Vines and flowers hung above the bar, upbeat 60s soul music was playing and low hanging lightbulbs lit up the room. So what better way to enjoy the summer-like surroundings than with a round of cocktails?
My partner ordered the passionfruit and cloudy apple mojito (£7.50) – a delightful combination of 12-year rum, fresh passionfruit, lime and sugar, topped with cloudy apple juice. And as I was driving, but didn’t want to miss out, I went for a strawberry and basil cooler mocktail (£3.50) – a mix of real strawberry puree, basil syrup, cranberry juice and fresh lime, topped with soda.
Like their cocktails, everything on Bottle & Thyme’s rustic menu is created using fresh, seasonal and locally sourced ingredients. As I looked at the mouth-watering options, I couldn’t wait to get tucked in.
To start, I had my eye on the blue cheese, spinach and garlic stuffed field mushroom topped with bread crumbs (£5), but not being a blue cheese fan, our waitress kindly offered an alternative – a sharp and tangy Sussex Charmer mature cheese – a worthy substitute.
My partner meanwhile, had the soup of the day (£4.50). Always a great indicator of a good chef, it did not disappoint. It was a rich, roasted tomato soup topped with croutons and accompanied by locally sourced artisan bread.
For mains, I had the salmon, chorizo, tiger prawn, tomato and lemon dressing skewer (£11.50) with a side of sweet potato fries and my partner had the 8oz rib-eye steak (£18.50) served with chips, a field mushroom and spinach puree.

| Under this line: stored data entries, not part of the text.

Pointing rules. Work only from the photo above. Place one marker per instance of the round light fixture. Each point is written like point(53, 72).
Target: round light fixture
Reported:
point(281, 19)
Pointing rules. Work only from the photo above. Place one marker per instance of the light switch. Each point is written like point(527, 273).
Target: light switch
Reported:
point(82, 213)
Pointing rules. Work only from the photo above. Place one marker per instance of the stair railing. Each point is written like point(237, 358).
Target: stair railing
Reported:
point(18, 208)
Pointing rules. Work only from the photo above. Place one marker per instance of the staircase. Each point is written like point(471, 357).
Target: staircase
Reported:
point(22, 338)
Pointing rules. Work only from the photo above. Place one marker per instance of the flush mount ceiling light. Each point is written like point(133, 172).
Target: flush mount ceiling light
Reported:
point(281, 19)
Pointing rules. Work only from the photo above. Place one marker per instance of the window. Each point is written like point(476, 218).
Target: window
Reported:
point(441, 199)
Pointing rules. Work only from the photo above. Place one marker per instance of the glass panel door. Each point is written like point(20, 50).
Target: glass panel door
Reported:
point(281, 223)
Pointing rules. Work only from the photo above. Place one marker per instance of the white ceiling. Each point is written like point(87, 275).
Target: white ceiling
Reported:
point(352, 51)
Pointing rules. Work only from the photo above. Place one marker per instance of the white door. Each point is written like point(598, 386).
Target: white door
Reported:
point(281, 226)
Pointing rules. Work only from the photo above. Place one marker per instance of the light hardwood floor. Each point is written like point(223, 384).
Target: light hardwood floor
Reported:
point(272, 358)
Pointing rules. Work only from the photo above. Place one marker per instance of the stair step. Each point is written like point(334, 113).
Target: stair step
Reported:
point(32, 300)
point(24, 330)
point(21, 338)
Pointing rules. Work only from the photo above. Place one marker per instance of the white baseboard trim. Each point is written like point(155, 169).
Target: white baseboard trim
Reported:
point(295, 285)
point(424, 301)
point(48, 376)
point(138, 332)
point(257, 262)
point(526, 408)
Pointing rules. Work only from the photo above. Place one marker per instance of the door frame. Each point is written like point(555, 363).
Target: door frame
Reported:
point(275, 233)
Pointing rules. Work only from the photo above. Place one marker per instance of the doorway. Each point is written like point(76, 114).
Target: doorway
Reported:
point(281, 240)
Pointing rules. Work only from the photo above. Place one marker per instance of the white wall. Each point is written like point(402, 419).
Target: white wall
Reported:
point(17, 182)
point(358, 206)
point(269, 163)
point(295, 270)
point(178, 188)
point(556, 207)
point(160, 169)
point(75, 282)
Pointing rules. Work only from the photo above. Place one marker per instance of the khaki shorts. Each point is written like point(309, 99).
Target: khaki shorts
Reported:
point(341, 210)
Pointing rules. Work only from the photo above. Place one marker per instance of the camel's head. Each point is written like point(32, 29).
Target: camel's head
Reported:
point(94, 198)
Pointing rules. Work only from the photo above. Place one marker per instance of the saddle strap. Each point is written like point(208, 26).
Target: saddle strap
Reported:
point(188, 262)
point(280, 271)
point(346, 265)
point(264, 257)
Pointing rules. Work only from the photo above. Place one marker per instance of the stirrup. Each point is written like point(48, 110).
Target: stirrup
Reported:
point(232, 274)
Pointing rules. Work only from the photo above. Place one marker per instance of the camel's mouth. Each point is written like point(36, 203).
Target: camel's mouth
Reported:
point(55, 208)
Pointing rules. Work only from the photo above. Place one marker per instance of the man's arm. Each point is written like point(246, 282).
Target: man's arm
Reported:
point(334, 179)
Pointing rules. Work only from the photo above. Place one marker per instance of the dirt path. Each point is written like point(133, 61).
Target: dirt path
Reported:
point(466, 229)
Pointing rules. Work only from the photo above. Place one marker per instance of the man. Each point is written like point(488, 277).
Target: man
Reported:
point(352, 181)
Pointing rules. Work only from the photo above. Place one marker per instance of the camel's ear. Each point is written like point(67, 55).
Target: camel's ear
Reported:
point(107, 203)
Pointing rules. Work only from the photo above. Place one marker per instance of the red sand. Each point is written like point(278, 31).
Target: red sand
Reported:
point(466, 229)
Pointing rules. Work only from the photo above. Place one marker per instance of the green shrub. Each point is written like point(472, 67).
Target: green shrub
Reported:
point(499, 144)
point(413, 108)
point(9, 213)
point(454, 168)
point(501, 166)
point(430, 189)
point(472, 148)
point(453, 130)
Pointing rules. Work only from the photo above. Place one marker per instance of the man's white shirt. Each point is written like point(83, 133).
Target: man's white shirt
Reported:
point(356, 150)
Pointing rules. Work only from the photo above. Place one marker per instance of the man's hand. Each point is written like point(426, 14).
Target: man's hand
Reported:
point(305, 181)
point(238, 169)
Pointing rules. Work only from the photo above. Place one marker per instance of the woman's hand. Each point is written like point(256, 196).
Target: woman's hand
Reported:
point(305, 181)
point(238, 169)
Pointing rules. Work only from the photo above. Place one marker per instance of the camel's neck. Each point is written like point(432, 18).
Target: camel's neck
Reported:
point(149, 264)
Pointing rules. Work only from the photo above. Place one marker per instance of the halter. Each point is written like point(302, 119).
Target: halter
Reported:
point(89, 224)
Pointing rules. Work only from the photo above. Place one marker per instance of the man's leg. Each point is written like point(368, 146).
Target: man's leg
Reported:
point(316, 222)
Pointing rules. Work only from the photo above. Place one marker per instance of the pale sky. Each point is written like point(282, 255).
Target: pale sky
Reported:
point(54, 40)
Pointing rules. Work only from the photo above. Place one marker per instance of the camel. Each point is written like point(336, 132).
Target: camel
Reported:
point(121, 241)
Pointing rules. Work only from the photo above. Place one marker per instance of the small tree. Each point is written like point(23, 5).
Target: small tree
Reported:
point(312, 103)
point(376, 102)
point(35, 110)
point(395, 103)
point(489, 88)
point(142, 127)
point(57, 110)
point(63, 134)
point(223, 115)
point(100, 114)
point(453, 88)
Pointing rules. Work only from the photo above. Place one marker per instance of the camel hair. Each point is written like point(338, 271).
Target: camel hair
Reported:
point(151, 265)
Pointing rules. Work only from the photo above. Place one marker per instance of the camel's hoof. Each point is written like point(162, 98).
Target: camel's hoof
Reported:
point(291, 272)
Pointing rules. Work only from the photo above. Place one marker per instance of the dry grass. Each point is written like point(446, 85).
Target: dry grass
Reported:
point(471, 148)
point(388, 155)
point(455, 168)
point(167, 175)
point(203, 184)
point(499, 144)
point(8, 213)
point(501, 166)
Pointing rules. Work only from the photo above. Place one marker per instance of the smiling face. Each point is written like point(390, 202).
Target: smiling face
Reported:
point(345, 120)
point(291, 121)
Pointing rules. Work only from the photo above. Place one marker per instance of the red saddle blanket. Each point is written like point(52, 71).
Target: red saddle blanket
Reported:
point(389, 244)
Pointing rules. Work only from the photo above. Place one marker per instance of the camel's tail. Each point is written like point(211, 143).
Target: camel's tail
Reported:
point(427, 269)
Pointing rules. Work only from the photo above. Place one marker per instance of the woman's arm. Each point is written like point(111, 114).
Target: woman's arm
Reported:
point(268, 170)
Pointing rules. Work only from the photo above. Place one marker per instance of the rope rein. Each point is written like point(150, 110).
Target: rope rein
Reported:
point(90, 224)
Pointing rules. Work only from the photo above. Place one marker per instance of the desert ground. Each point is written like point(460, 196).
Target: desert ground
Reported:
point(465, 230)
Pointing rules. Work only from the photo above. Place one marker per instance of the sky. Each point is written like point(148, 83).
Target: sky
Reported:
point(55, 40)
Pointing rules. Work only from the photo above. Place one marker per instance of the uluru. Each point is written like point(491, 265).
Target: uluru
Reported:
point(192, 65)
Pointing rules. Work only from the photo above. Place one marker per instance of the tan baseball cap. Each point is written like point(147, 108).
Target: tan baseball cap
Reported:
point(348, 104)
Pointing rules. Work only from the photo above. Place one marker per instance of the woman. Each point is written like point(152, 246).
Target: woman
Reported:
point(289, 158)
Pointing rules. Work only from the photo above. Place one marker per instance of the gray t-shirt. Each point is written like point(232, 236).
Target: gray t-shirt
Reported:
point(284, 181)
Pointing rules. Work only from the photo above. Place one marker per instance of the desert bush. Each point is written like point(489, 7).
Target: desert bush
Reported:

Each morsel on my skewer was mouth-watering and grilled to perfection. The lemon dressing was thick and zesty and complemented the other flavours wonderfully. The sweet potato fries were chunky and served in rock salt – an irresistible combination.
My partner’s steak was medium-cooked with a tender pink centre, beautifully balanced by the bitterness of the spinach puree and the juicy, sweeter flavour of the mushroom.
There were some delicious looking cakes on the counter, but I couldn’t resist ordering the salted caramel chocolate brownie (£5.50) for dessert, while my partner went for a British classic with a twist – the rum and vanilla sticky toffee pudding (£5.50).
Like all good British desserts, his came with a thick vanilla custard (although you can opt for cream) and my gloriously crisp on the outside, warm and gooey on the inside brownie was served with a cool scoop of vanilla ice cream - both absolutely flawless.
Back outside, we hardly noticed the miserable weather. We were still basking in the warm atmosphere and deliciously fresh food.